The politically correct tactics of the mob outside the UK parliament

The politically correct tactics of the mob outside the UK parliament, by Brendan O’Neill.

People are talking about the ugly protests outside parliament as if they are a new and strange phenomenon in British politics. The rough bellowing at politicians. The hollering of the word ‘Nazi!’ at people who clearly aren’t Nazis. The attempt to shout down politicians and journalists who simply want to make a political point.

It is all so shocking and strange and un-British, commentators claim. Really? To me, the protests look and sound incredibly familiar. They look like another expression of the nasty, censorious, violent-minded political correctness that has been growing for years in this country. These protests aren’t fascism in action — they’re political correctness in action.

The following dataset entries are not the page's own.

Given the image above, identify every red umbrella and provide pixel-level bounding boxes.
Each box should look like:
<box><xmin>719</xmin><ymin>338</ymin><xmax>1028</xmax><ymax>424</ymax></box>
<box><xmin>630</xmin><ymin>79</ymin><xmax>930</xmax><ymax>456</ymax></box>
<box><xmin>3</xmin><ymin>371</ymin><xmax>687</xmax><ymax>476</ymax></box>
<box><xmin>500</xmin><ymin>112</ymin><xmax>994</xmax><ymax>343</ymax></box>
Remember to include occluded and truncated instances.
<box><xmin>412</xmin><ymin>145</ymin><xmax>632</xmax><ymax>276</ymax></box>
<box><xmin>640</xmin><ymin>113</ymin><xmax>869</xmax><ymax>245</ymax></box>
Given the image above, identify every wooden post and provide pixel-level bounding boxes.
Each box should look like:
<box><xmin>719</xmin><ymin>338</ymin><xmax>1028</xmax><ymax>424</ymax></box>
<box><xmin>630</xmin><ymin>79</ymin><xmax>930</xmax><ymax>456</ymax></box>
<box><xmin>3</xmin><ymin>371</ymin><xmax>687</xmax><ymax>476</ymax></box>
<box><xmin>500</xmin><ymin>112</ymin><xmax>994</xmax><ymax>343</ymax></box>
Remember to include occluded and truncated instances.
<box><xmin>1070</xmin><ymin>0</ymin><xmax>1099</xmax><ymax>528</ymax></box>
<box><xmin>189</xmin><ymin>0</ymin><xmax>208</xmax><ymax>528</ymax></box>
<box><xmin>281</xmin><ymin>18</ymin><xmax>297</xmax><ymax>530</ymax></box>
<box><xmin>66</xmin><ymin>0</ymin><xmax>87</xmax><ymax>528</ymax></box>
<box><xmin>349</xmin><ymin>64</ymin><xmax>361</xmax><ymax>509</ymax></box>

All the elements are there. The branding of your opponents as fascists and Nazis. ‘Anna Soubry is a Nazi!’, the self-styled ‘yellow vest’ mob hollered on College Green while Soubry was being interviewed by the BBC. The casual flinging about of the ‘fascist’ slur is par for the course these days. Corbynistas do it. Online virtue-signallers do it, in particular against anyone who voted for Brexit. Campus warriors against ‘offensive’ speech do it all the time. To them, anyone who isn’t 100 per cent trans-friendly and in favour of mass immigration is basically Goebbels reincarnated.

There’s the protesters’ attempts to drown out people’s voices. Their use of the heckler’s veto to silence those they disagree with.